Cryosparc becomes laggy and unresponsive when using Topaz

olibclarke · July 22, 2020, 7:33pm

Hi,

When we try to use Topaz train in the CryoSPARC GUI, the GUI frequently becomes laggy and unresponsive - buttons do not respond, jobs take longer to start, etc. Is this someone other people have encountered, and if so are there any tips for resolving it?
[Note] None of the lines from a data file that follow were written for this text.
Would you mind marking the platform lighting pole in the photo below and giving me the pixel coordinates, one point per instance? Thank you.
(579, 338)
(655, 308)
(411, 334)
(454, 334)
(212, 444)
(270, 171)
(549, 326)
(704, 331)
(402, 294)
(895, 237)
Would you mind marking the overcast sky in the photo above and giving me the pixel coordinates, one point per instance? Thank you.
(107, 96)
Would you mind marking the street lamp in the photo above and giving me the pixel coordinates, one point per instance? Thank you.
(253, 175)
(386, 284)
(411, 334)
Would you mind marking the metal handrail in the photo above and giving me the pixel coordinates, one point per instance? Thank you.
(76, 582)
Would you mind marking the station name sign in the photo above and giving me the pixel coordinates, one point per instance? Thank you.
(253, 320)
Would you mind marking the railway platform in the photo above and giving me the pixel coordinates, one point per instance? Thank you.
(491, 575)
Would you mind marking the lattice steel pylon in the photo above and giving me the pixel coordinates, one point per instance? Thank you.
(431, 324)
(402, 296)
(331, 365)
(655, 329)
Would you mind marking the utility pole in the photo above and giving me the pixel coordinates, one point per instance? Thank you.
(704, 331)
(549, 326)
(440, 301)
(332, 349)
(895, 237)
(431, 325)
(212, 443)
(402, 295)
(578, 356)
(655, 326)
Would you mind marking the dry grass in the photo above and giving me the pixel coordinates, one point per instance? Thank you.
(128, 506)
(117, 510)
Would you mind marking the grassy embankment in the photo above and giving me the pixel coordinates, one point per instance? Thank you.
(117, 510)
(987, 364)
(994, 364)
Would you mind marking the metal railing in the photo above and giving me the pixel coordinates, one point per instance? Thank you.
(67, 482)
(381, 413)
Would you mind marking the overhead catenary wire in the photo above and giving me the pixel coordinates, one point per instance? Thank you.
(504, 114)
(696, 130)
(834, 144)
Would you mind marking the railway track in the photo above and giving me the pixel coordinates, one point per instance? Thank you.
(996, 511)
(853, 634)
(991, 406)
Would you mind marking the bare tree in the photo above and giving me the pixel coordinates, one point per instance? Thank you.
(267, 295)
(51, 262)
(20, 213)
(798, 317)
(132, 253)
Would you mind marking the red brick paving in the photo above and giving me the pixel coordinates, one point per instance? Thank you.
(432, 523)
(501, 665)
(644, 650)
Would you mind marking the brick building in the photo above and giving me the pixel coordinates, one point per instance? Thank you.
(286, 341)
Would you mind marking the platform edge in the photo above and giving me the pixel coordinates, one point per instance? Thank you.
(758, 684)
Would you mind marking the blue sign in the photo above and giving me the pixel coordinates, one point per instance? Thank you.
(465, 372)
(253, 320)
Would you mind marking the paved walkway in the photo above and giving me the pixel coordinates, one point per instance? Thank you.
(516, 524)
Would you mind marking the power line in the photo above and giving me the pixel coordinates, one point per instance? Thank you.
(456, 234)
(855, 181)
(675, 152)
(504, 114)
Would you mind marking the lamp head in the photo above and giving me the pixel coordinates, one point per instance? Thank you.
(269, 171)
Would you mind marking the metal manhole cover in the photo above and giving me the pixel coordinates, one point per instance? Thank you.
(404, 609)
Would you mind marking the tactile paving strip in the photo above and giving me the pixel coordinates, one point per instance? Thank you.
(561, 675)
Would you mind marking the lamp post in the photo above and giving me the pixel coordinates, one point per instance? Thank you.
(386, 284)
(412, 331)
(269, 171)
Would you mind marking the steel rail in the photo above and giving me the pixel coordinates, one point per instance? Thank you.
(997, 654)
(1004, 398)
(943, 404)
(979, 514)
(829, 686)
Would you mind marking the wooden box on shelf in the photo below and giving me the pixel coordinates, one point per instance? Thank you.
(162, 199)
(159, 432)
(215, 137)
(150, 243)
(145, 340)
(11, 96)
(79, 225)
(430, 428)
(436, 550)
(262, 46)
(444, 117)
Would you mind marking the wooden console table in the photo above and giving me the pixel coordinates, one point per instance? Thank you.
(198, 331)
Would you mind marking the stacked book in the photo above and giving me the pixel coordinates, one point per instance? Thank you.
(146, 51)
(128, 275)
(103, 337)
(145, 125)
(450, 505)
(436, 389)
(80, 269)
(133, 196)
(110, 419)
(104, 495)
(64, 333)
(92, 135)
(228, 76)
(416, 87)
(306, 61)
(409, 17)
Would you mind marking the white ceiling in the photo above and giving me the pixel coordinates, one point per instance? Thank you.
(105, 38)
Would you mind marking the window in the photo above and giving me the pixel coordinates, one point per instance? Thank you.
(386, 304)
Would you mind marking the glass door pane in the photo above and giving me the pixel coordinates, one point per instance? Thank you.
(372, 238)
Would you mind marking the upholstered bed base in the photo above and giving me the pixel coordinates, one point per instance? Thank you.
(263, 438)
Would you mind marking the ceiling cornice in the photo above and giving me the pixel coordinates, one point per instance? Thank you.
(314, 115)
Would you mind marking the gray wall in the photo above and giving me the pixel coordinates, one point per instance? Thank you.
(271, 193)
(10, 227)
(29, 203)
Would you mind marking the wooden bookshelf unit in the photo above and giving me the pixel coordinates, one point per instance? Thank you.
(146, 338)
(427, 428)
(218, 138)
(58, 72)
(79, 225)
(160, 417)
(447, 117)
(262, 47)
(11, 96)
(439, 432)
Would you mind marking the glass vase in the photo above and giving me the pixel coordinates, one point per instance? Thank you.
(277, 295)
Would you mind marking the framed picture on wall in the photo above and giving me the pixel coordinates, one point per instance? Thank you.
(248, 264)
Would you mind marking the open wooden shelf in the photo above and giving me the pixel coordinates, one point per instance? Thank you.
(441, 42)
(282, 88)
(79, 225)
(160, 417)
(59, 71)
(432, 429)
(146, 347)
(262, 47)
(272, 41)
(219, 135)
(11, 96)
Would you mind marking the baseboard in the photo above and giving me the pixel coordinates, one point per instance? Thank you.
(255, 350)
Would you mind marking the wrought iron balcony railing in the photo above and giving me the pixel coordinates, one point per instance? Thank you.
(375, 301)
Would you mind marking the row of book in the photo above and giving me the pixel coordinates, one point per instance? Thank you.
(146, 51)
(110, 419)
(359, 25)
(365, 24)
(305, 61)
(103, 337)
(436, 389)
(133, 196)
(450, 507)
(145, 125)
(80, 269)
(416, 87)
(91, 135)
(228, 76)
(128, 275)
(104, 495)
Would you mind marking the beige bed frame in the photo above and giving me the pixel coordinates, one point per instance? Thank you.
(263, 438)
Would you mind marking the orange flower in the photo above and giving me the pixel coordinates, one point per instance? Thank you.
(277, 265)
Topaz doesn’t seem to be using an exorbitant amount of RAM, and although the CPU utilization is high it doesn’t look out of the ordinary.

Cheers
Oli

olibclarke · July 22, 2020, 7:35pm

(actually trying it now - it is not just cryoSPARC that becomes laggy and unresponsive, it is the system as a whole - e.g tab-completion on the command line becomes much slower, for example)

olibclarke · July 22, 2020, 8:06pm

Also it would be great to be able to set a default path for the Topaz executable, rather than having to locate it every time I want to run topaz

jyoo · July 23, 2020, 3:31pm

Hi @olibclarke,

Can you try running Topaz as a standalone executable and observing if similar performance problems arise? It is possible that file system transfers in Topaz may have slowed down due to another process working on the cluster.

Regards,
Jay Yoo

olibclarke · July 23, 2020, 3:42pm

I can do that, however this is not running on a cluster, it is a standalone workstation and it is the only process running.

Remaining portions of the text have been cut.